From: Alvaro Herrera <alvherre(at)alvh(dot)no-ip(dot)org>
To: David Rowley <david(dot)rowley(at)2ndquadrant(dot)com>
Cc: Robert Haas <robertmhaas(at)gmail(dot)com>, Peter Eisentraut <peter(dot)eisentraut(at)2ndquadrant(dot)com>, Amit Langote <Langote_Amit_f8(at)lab(dot)ntt(dot)co(dot)jp>, Jesper Pedersen <jesper(dot)pedersen(at)redhat(dot)com>, Simon Riggs <simon(at)2ndquadrant(dot)com>, Pg Hackers <pgsql-hackers(at)postgresql(dot)org>, Maksim Milyutin <milyutinma(at)gmail(dot)com>
Subject: Re: [HACKERS] Proposal: Local indexes for partitioned table
Date: 2018-01-10 15:37:07
Message-ID: 20180110153707.x4uklha5qupwh6qb@alvherre.pgsql
Views: Raw Message | Whole Thread | Download mbox
Thread:
Lists: pgsql-hackers

David Rowley wrote:

> Hi Álvaro,

Hi David,

Thanks for the review.
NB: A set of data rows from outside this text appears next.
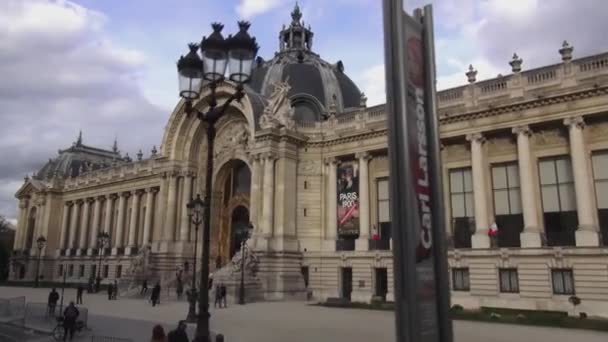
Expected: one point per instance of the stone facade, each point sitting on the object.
(523, 151)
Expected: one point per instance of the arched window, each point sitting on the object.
(306, 110)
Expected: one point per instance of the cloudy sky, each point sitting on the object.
(108, 66)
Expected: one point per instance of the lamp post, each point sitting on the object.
(103, 238)
(246, 234)
(40, 243)
(237, 53)
(195, 214)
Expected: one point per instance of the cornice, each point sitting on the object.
(584, 94)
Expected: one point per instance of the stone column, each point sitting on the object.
(186, 196)
(120, 221)
(587, 232)
(109, 204)
(268, 196)
(254, 202)
(148, 218)
(64, 225)
(169, 228)
(362, 243)
(74, 224)
(84, 225)
(21, 225)
(95, 223)
(480, 239)
(332, 206)
(134, 216)
(530, 237)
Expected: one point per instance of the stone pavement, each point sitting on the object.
(280, 321)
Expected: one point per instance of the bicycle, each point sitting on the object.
(59, 331)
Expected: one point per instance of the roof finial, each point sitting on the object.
(296, 14)
(79, 140)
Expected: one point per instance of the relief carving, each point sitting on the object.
(278, 113)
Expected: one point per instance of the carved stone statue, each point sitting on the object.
(278, 113)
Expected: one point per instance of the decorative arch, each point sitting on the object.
(183, 129)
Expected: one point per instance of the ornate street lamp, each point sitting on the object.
(238, 52)
(103, 239)
(40, 243)
(246, 234)
(195, 214)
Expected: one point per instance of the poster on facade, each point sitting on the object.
(421, 293)
(348, 200)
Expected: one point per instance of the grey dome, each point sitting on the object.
(79, 157)
(313, 80)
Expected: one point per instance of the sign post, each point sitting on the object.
(417, 211)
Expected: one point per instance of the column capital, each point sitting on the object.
(365, 155)
(523, 129)
(269, 156)
(476, 137)
(332, 161)
(575, 121)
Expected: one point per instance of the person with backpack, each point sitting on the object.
(70, 315)
(179, 334)
(79, 291)
(155, 294)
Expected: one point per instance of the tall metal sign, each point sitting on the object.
(417, 212)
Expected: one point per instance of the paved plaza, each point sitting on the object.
(281, 321)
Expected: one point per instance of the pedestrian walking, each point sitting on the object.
(223, 295)
(115, 291)
(155, 294)
(110, 291)
(218, 297)
(179, 334)
(52, 302)
(144, 287)
(158, 334)
(70, 315)
(79, 291)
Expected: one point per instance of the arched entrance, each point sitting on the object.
(238, 224)
(233, 180)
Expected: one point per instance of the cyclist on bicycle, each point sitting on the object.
(70, 315)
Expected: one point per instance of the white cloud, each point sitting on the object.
(372, 82)
(61, 73)
(247, 9)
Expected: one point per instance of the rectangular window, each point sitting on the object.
(600, 177)
(507, 203)
(462, 206)
(460, 279)
(559, 201)
(563, 281)
(508, 280)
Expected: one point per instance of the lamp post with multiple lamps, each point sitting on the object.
(103, 238)
(195, 214)
(40, 243)
(237, 54)
(246, 233)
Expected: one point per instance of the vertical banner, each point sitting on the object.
(348, 200)
(420, 261)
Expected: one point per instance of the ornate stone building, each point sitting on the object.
(304, 160)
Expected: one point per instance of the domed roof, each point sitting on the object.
(315, 83)
(77, 159)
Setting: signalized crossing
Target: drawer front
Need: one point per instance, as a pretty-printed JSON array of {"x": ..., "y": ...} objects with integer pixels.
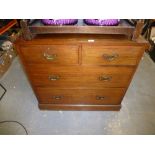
[
  {"x": 42, "y": 75},
  {"x": 53, "y": 54},
  {"x": 80, "y": 96},
  {"x": 117, "y": 55}
]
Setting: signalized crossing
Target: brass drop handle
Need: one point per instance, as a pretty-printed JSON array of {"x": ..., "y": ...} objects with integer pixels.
[
  {"x": 110, "y": 57},
  {"x": 50, "y": 57},
  {"x": 54, "y": 77},
  {"x": 57, "y": 97},
  {"x": 105, "y": 78},
  {"x": 100, "y": 97}
]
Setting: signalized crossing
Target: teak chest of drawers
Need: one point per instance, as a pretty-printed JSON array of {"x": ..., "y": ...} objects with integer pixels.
[{"x": 80, "y": 72}]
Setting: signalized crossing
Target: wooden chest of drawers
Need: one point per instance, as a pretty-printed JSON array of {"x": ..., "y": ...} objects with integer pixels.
[{"x": 88, "y": 72}]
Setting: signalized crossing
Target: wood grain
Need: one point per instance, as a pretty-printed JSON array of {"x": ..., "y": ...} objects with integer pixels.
[
  {"x": 98, "y": 55},
  {"x": 80, "y": 76},
  {"x": 63, "y": 54}
]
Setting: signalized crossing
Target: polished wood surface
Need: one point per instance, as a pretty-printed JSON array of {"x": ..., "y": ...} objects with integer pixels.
[
  {"x": 80, "y": 72},
  {"x": 79, "y": 107},
  {"x": 79, "y": 76},
  {"x": 107, "y": 96},
  {"x": 111, "y": 55},
  {"x": 53, "y": 54}
]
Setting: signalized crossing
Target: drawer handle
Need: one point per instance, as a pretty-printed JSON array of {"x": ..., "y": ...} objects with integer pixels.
[
  {"x": 100, "y": 97},
  {"x": 110, "y": 57},
  {"x": 54, "y": 77},
  {"x": 57, "y": 97},
  {"x": 50, "y": 57},
  {"x": 105, "y": 78}
]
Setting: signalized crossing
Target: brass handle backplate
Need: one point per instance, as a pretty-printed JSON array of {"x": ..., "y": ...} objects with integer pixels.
[
  {"x": 105, "y": 78},
  {"x": 57, "y": 97},
  {"x": 54, "y": 77},
  {"x": 100, "y": 97},
  {"x": 50, "y": 57},
  {"x": 110, "y": 57}
]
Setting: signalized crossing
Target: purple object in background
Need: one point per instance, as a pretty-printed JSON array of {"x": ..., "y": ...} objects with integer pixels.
[
  {"x": 59, "y": 21},
  {"x": 102, "y": 22}
]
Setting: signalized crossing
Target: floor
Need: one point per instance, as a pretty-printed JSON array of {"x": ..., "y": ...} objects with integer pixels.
[{"x": 137, "y": 115}]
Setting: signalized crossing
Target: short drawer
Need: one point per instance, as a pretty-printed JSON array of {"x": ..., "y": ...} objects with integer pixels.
[
  {"x": 80, "y": 96},
  {"x": 111, "y": 55},
  {"x": 44, "y": 75},
  {"x": 52, "y": 54}
]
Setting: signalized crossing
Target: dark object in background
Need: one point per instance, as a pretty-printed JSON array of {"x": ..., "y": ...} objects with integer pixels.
[
  {"x": 4, "y": 22},
  {"x": 152, "y": 53}
]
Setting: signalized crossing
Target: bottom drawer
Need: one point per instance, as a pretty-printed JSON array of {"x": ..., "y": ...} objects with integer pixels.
[{"x": 106, "y": 96}]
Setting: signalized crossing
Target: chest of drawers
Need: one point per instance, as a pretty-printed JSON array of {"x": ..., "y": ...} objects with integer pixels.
[{"x": 80, "y": 72}]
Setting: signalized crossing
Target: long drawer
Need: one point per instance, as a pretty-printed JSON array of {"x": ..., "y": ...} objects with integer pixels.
[
  {"x": 111, "y": 55},
  {"x": 46, "y": 75},
  {"x": 51, "y": 54},
  {"x": 108, "y": 96}
]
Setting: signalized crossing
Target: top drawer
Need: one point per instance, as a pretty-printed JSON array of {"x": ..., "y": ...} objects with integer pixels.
[
  {"x": 111, "y": 55},
  {"x": 53, "y": 54}
]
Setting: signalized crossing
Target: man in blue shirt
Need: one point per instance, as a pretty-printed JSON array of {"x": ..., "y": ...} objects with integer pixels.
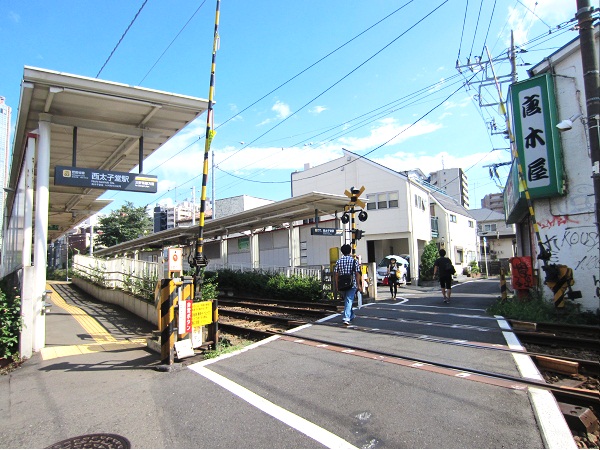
[{"x": 348, "y": 265}]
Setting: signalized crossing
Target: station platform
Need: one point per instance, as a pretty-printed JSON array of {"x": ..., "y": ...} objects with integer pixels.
[{"x": 408, "y": 373}]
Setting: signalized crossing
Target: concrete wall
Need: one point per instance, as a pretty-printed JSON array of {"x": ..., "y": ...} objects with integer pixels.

Attached is a delta patch that fixes most
things, except your item 14 below.

Before getting into the details of the items you list, in this version I
also fixed a couple of issues noted by Jaime Casanova; namely

a) ALTER INDEX SET TABLESPACE threw an error for partitioned indexes.
Handled the same was as for partitioned tables: silently do nothing.
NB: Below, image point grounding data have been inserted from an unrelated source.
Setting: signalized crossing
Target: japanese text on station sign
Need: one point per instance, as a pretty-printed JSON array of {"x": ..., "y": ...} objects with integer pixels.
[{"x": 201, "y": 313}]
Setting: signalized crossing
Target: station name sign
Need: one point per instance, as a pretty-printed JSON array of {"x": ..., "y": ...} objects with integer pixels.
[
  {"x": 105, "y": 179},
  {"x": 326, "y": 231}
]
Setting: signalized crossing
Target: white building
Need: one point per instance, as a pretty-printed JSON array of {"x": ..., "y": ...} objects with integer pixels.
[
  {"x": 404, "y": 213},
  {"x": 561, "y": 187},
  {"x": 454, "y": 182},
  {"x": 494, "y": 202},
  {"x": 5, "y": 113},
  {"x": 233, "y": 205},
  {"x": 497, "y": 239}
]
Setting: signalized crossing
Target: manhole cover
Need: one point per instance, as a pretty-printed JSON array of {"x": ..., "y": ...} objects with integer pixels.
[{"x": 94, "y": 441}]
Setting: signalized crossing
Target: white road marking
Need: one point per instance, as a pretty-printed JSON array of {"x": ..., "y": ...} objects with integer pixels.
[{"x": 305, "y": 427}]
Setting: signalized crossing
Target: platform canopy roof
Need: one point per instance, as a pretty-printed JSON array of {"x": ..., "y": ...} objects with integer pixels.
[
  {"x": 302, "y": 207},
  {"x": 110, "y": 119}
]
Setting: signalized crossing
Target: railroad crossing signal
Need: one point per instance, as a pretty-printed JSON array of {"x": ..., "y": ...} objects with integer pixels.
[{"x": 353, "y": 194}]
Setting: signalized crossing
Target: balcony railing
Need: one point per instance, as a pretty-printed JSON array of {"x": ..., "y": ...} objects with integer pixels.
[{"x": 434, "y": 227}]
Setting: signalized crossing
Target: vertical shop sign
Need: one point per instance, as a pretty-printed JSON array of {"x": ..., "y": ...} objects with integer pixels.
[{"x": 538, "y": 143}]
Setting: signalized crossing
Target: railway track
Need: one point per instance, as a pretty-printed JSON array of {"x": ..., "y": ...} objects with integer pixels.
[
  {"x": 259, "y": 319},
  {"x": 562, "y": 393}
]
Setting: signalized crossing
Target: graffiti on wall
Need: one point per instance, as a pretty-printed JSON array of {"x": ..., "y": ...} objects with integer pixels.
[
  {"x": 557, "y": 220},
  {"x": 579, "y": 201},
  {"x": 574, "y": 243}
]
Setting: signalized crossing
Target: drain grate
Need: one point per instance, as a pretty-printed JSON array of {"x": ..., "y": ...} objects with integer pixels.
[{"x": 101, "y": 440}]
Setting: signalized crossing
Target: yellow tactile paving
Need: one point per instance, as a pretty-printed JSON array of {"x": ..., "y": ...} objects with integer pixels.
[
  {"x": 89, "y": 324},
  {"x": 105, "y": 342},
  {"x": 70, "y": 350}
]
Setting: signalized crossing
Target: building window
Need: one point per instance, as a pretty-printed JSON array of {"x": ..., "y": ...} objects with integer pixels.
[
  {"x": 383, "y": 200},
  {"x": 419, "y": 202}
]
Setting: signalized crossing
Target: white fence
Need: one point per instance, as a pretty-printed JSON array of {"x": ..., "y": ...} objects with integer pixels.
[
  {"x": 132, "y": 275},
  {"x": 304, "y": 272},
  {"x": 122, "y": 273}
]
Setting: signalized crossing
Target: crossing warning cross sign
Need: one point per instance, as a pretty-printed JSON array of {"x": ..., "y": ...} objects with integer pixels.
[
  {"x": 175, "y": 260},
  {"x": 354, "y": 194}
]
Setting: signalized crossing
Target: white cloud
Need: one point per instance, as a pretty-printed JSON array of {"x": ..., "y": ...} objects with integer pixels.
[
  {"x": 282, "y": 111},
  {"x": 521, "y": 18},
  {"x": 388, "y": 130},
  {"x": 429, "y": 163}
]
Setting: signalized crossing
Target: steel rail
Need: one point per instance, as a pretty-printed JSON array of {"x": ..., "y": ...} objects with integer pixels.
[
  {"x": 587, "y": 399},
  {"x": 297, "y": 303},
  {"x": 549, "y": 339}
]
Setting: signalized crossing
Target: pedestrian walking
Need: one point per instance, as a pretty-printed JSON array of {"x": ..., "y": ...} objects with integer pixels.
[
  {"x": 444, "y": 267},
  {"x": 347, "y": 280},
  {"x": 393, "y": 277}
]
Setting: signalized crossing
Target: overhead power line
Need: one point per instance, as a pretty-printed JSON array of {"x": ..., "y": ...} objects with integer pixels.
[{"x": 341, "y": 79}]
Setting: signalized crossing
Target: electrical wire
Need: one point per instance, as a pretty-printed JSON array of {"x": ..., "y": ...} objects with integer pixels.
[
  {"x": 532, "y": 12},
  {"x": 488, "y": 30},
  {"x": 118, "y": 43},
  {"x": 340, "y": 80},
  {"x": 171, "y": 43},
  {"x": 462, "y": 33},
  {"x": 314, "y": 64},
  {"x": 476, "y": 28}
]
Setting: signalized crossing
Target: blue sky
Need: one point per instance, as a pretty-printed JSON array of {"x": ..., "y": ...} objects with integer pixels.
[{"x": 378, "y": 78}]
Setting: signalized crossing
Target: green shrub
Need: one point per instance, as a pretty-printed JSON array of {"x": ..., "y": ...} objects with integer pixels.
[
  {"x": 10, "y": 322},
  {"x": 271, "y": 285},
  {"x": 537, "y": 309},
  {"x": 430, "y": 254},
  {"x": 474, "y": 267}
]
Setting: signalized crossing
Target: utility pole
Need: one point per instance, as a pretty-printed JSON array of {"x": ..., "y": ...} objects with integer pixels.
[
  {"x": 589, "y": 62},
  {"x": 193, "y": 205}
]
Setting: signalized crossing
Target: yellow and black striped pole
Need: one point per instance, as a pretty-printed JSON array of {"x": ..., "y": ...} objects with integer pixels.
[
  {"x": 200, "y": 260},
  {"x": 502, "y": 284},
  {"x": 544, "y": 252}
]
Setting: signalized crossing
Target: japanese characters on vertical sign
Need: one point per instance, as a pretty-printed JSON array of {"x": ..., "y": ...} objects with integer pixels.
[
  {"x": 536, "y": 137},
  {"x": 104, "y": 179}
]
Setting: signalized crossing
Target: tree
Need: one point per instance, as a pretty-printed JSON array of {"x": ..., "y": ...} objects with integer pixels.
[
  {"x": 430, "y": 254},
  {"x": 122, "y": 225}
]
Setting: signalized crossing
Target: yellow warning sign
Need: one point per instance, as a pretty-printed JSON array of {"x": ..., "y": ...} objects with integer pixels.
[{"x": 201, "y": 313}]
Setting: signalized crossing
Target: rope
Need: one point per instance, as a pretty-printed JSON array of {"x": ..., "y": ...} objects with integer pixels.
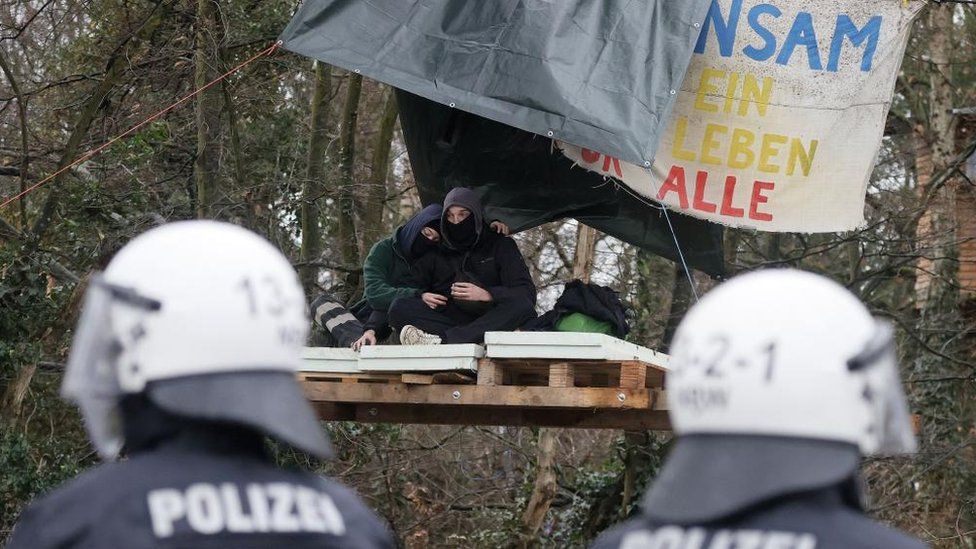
[
  {"x": 89, "y": 155},
  {"x": 660, "y": 206}
]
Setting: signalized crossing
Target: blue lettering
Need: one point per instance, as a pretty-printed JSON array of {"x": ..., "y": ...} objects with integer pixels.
[
  {"x": 769, "y": 41},
  {"x": 845, "y": 28},
  {"x": 801, "y": 34},
  {"x": 724, "y": 29}
]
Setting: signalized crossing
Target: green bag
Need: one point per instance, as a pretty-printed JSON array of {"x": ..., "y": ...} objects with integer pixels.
[{"x": 578, "y": 322}]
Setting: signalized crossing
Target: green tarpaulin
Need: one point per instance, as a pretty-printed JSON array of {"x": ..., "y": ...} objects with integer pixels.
[{"x": 498, "y": 80}]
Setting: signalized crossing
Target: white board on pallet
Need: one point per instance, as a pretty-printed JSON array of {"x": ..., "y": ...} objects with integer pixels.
[
  {"x": 570, "y": 346},
  {"x": 420, "y": 358},
  {"x": 329, "y": 359}
]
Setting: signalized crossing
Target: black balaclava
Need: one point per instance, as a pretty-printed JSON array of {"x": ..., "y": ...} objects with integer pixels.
[
  {"x": 464, "y": 235},
  {"x": 422, "y": 244},
  {"x": 408, "y": 235}
]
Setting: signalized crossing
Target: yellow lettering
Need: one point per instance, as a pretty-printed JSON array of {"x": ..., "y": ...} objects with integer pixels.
[
  {"x": 769, "y": 151},
  {"x": 709, "y": 144},
  {"x": 797, "y": 152},
  {"x": 705, "y": 87},
  {"x": 752, "y": 93},
  {"x": 730, "y": 91},
  {"x": 740, "y": 152},
  {"x": 677, "y": 149}
]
b) Expression indexes not considered at all. (You also commented on
this point). Jaime reported it for this case:
create index on t_part USING gin (string_to_array(btrim((t)::text, '-'::text), '--'::text));

I dealt with this by adding code to CompareIndexInfo that runs equal()
on the expression lists, after applying map_variable_attnos() (to
support the case of attaching a table with dropped or reordered
columns). As far as I can see, this works correctly for very simple
expressions, though I didn't test Jaime's case specifically; I suppose I
should add a few more tests.

On to your notes:

> 1. "either partition" -> "either the partition"
> 4. Extra newline
> 8. Missing if (attachInfos) pfree(attachInfos);
> 10. lock -> locks:
> 11. "already the right" -> "already in the right"
> 16. It's not exactly a problem, but I had a quick look and I don't see
> any other uses of list_free() checking for a non-NIL list first:

Fixed.

> 2. In findDependentObjects(), should the following if test be below
> the ReleaseDeletionLock call?
>
> + if (foundDep->deptype == DEPENDENCY_INTERNAL_AUTO)
> + break;
> ReleaseDeletionLock(object);

No, as far as I understand we should keep that lock if we break out of
the loop -- it's the lock on the object being deleted (the index
partition in this case).

I did break the comment in two, so that now the "First," paragraph
appears below the "if () break" test. That seems to make more sense.
It looks like this now:

/*
* 3. Not all the owning objects have been visited, so
* transform this deletion request into a delete of this
* owning object.
*
* For INTERNAL_AUTO dependencies, we don't enforce this;
* in other words, we don't follow the links back to the
* owning object.
*/
if (foundDep->deptype == DEPENDENCY_INTERNAL_AUTO)
break;

/*
* First, release caller's lock on this object and get
* deletion lock on the owning object. (We must release
* caller's lock to avoid deadlock against a concurrent
* deletion of the owning object.)
*/
ReleaseDeletionLock(object);
AcquireDeletionLock(&otherObject, 0);

> 3. The following existing comment indicates that we'll be creating a
> disk file for the index. Should we update this comment to say that
> this is the case only for RELKIND_INDEX?

> Maybe:
>
> /*
> * create the index relation's relcache entry and for non-partitioned
> * indexes, a physical disk file. (If we fail further down, it's the
> * smgr's responsibility to remove the disk file again.)
> */

I used this:
/*
* create the index relation's relcache entry and, if necessary, the
* physical disk file. (If we fail further down, it's the smgr's
* responsibility to remove the disk file again, if any.)
*/

> 5. Do you think it's out of scope to support expression indexes?

Answered above.

> 6. pg_inherits.inhseqno is int, not smallint. I understand you copied
> this from StoreCatalogInheritance1(), so maybe a fix should be put in
> before this patch is?

Hmm, yeah, will fix.

> 7. Is the following a bug fix? If so, should it not be fixed and
> backpatched, rather than sneaked in here?
>
> @@ -10119,6 +10195,7 @@ ATExecChangeOwner(Oid relationOid, Oid
> newOwnerId, bool recursing, LOCKMODE lock
> * relation, as well as its toast table (if it has one).
> */
> if (tuple_class->relkind == RELKIND_RELATION ||
> + tuple_class->relkind == RELKIND_PARTITIONED_TABLE ||

No, it's not a bug fix -- this block is only concerned with searching
index for this relkind, and prior to this patch PARTITIONED_TABLEs do
not have indexes, so it's ok not to consider the case.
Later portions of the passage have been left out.